Le stress, la fatigue et l’isole­ment sont autant de fardeaux qui pèsent sur les équipes de santé ou « l’armée blanche », comme on les surnomme. Elles sont appe­lées à faire des gardes de 12 heures et ont le droit de se reposer le même nombre d’heures, comme l’explique Mohamad Hamza, médecin qui travaille lui aussi à l’hôpital d’Esna depuis le 15 mars, date à laquelle il a reçu des étrangers et des Egyptiens infectés par le virus sur un bateau de croisière. « On peut travailler 24 heures sur 24 sans se rendre compte du temps qui passe. On oublie même de manger ou de dormir », dit Hamza. Il ajoute que tous les membres de l’équipe sont quasiment isolés de leurs familles depuis près de trois semaines et qu’ils arrivent difficilement à se libérer quelques minutes pour téléphoner à leurs familles pour prendre et donner des nouvelles. « La voix de mes parents et les prières qu’ils m’adressent par téléphone chaque jour me donnent la force de continuer », dit Hamza.

Il ajoute que dans cette période diffi­cile où ils tentent de combattre le virus mortel, ils essaient de sauver des vies et, en même temps, protéger la leur, tout en restant loin de leurs familles. Alors, ils se soutiennent mutuellement en se rappelant les uns les autres. « Chacun prend soin de l’autre et si l’un de nous montre des signes de fati­gue, on lui demande d’aller dormir », affirme Hamza. Et d’ajouter que les médecins se comportent de la même manière avec les infirmiers et aussi avec les patients, qui paniquent par­fois, car ils ont peur de mourir et se sentent seuls, loin de leurs familles. « On apporte un soutien moral à nos patients, on les booste et on téléphone à leurs proches pour les tranquilli­ser », ajoute-t-il.

Les infirmiers et infirmières jouent eux aussi un rôle crucial. Ce sont eux qui passent le plus de temps au contact des patients. « On donne à manger et à boire aux malades, on les accompagne aux toilettes et on les aide à se dou­cher, c’est pourquoi les infirmiers et infirmières ont peur de la contagion », explique Sabrine Gaber, infirmière au front depuis l’apparition du premier cas de Covid-19 en Egypte, au mois de février. Elle ajoute cependant que tous oublient cette peur en travaillant en équipe, car la volonté de servir un patient et l’aider à guérir passe avant tout. Elle souligne qu’il faut avoir une bonne capacité relationnelle avec les patients, très émotionnelle et parfois difficile à gérer. Il est également important de gagner leur confiance pour qu’ils suivent les directives.

Leur vie sociale est suspendue et ils font preuve d’un immense dévoue­ment. Tenter de passer cette période critique avec le moins de pertes pos­sibles, tel est l’objectif des membres des équipes de santé. « Certains cas sont sérieux et on ne pourra rentrer chez nous que lorsque cette crise sera passée. Et si on sacrifie notre santé et peut-être notre vie ici, c’est pour empêcher que cette situation ne se transforme en tsunami incontrôlable », dit Mohamad Hamza.

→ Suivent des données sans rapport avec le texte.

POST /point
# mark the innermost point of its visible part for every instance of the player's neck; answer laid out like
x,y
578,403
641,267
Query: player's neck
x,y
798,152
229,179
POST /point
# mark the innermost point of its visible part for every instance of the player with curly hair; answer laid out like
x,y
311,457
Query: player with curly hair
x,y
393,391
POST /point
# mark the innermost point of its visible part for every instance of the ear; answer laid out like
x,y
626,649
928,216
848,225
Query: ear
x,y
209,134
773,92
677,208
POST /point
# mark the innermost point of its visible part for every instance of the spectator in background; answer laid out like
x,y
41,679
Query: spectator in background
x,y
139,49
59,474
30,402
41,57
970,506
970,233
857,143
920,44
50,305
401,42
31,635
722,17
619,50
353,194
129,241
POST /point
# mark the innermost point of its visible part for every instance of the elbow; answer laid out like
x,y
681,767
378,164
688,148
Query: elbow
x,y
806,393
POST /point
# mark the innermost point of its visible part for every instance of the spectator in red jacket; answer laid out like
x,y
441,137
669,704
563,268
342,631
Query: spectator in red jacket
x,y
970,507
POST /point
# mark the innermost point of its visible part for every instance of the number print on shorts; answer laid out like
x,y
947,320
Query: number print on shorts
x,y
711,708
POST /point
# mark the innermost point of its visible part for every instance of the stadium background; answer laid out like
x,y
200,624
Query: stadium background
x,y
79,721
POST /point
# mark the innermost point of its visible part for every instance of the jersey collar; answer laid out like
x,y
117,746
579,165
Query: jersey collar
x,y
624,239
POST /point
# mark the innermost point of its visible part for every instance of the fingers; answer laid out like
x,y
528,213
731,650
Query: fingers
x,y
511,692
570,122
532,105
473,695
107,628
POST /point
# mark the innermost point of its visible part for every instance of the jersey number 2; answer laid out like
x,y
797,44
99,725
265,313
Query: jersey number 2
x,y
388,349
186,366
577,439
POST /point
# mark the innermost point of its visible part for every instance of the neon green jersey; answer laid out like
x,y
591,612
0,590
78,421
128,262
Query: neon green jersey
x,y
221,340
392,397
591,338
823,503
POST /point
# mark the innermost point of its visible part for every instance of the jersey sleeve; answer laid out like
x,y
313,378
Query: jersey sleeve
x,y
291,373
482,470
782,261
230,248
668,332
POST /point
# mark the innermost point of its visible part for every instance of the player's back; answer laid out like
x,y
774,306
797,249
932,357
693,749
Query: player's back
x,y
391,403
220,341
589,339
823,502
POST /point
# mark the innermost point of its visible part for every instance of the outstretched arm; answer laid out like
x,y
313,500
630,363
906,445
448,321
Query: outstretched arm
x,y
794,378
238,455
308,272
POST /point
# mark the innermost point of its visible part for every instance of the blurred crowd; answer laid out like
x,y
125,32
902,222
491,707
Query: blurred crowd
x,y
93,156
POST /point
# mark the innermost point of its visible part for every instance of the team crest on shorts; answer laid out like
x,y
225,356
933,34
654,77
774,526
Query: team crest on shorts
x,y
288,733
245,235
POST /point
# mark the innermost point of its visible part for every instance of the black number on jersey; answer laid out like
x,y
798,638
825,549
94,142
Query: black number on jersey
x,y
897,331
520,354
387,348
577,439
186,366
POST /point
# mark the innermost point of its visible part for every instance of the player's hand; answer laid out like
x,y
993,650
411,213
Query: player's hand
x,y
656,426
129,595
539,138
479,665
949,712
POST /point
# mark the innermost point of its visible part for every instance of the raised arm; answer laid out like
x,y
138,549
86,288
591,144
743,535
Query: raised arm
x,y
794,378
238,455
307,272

Il souligne que les équipes sont en mesure d’offrir un bon service médical pour le moment, car les cas de Covid-19 sont limités. Toutefois, si leur nombre venait à exploser, il devien­drait impossible de gérer la situation, car il n’y a suffisamment ni de personnel, ni de lits et d’équipe­ments. « Au début de la crise, il y avait une infirmière pour chaque malade et lorsque le nombre a augmenté, une infir­mière s’occupait de deux malades. Plus le nombre de malades augmentera, plus les soins accordés aux malades diminueront », dit Hamza en suppliant les citoyens de les aider en respectant les mesures de protection et en restant chez eux.

Reconnaissance pour le personnel médical

Le corps médical a fait un travail remarquable. Dans un article publié dans le journal Al-Masri Al-Youm, le journaliste Mohamad Ali estime que les médecins, les infirmiers et les chercheurs méritent qu’on leur témoigne notre gratitude pour les efforts qu’ils déploient chaque jour. Le président de la République a décidé cette semaine d’augmenter de 75% la prime réservée aux professions médicales, y compris pour les médecins travaillant dans les hôpitaux universitaires, ainsi que de verser des primes excep­tionnelles, financées par le fonds Tahya Masr, à tous les employés tra­vaillant actuellement dans les hôpitaux de quarantaine, les hôpitaux des mala­dies pulmonaires et infectieuses et les laboratoires centraux au niveau de la République. Un fonds réservé aux risques auxquels sont confrontés les membres des professions médicales sera également mis en place.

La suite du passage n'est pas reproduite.